If retirement healthcare doesn’t keep clients up nights, market volatility likely will. Explain the following to them: If they retired shortly after the market downturn of 2008/2009, they would have seen much less retirement income produced from those assets than they might have anticipated.

What’s more, fear or overconfidence might have led them to move in and out of markets in an undisciplined manner (behavioral risk), generating further losses and missed opportunities.

Helping your clients to develop a retirement income plan based on goals, time horizon, and risk comfort will put them on the path to retirement security. And making use of variable annuity lifetime income guarantees available for an additional fee may help to harness upside potential and mitigate downside risk, making it easier for them to stay invested long term.

So far, we’ve been talking about clients bringing you their retirement challenges. You need to educate them about relevant issues and encourage them to take action by increasing their savings, developing an asset allocation plan for growth, and determining an income allocation strategy that matches fixed expenses (“need to haves”) with guaranteed income streams during retirement.

But how will you address your own challenges in becoming a retirement income advisor?

According to the Prudential study mentioned earlier, 85 percent of the advisors surveyed said finding new clients with retirement income planning needs was a critical or significant challenge for them. The good news: New business is well within reach.

Start by using your branch’s existing client data to identify high-balance IRA assets, both within and outside your own book, that do not have a lifetime income guarantee on their money. Investors with these assets will be particularly interested in discussing their retirement income risks and solutions for mitigating those risks. Schedule a quarterly or annual review with your clients to point out the stresses that recent market events have put on their retirement savings. Then point out there’s a solution that can potentially address these concerns.

Next, review your current variable annuity book for additional opportunities to help clients grow and protect their retirement income.

Over the last few years, many clients have witnessed first-hand the benefits of owning a variable annuity with an optional living benefit. Some of the optional living benefits available on the market help manage the guarantee by moving money out of equity markets during market downturns. In fact, variable annuities with optional living benefits can help provide periodic lock-in of gains for retirement income purposes and protection from market volatility. What a perfect time to contact clients to discuss the experience they’ve had with these features, in order to uncover further opportunities.

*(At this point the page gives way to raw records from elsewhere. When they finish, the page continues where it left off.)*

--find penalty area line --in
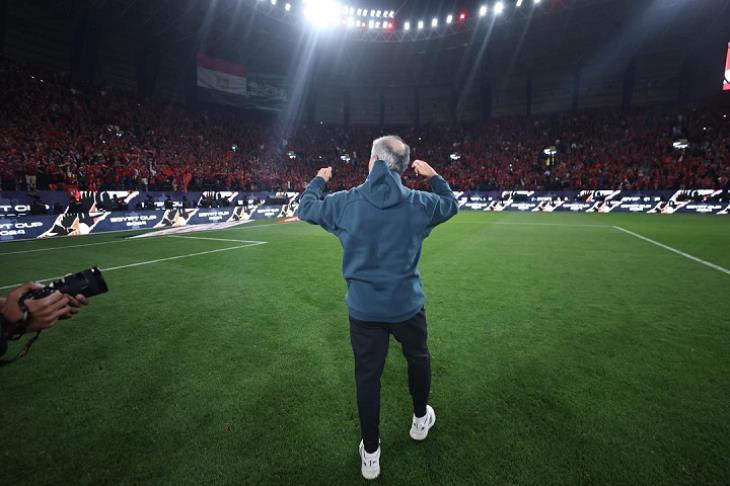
[614,226,730,275]
[0,240,268,290]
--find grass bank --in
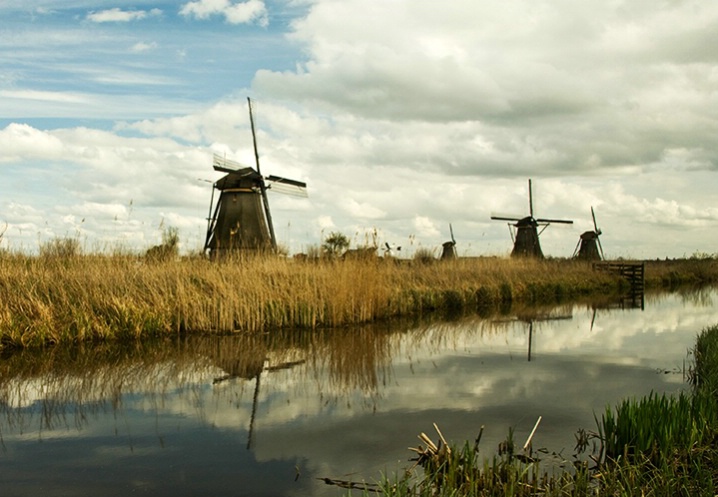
[344,325,718,497]
[0,252,718,347]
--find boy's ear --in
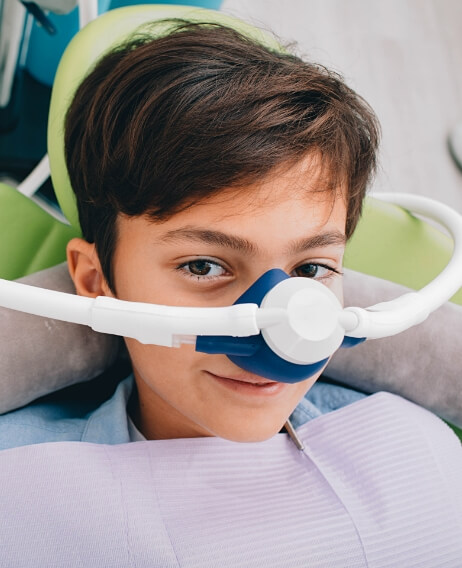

Here are some actions you might take:

  • Contact clients to review their current retirement plan and investments. If they have a variable annuity with optional living benefits, make sure they understand its current values and guarantees.
  • Ask your clients if they know anyone else who might appreciate having guaranteed retirement income—and who might welcome the same type of guidance on achieving that goal that you provided them.
  • Also ask if they would like to have the same level of comfort they have with their other retirement assets.
  • Use the same basic approach for prospects in and outside your network, as well as centers of influence such as CPAs or attorneys.
  • Deliver this same message to groups of prospects in a seminar format.

Your clients’ need for guidance runs deep. And they’re looking for answers from you, their trusted advisor. Take advantage of this great opportunity by:

  • Getting smart about your clients’ needs
  • Getting smart about the solutions to those needs
  • Getting moving and motivating your clients to act

The good news? Using resources available now, you can help your clients achieve a more comfortable and secure retirement. In return, they’ll likely reward you with their business and referrals. It doesn’t get better than that!


John Gies is Vice President, Strategic Relationship Management, Prudential Annuities.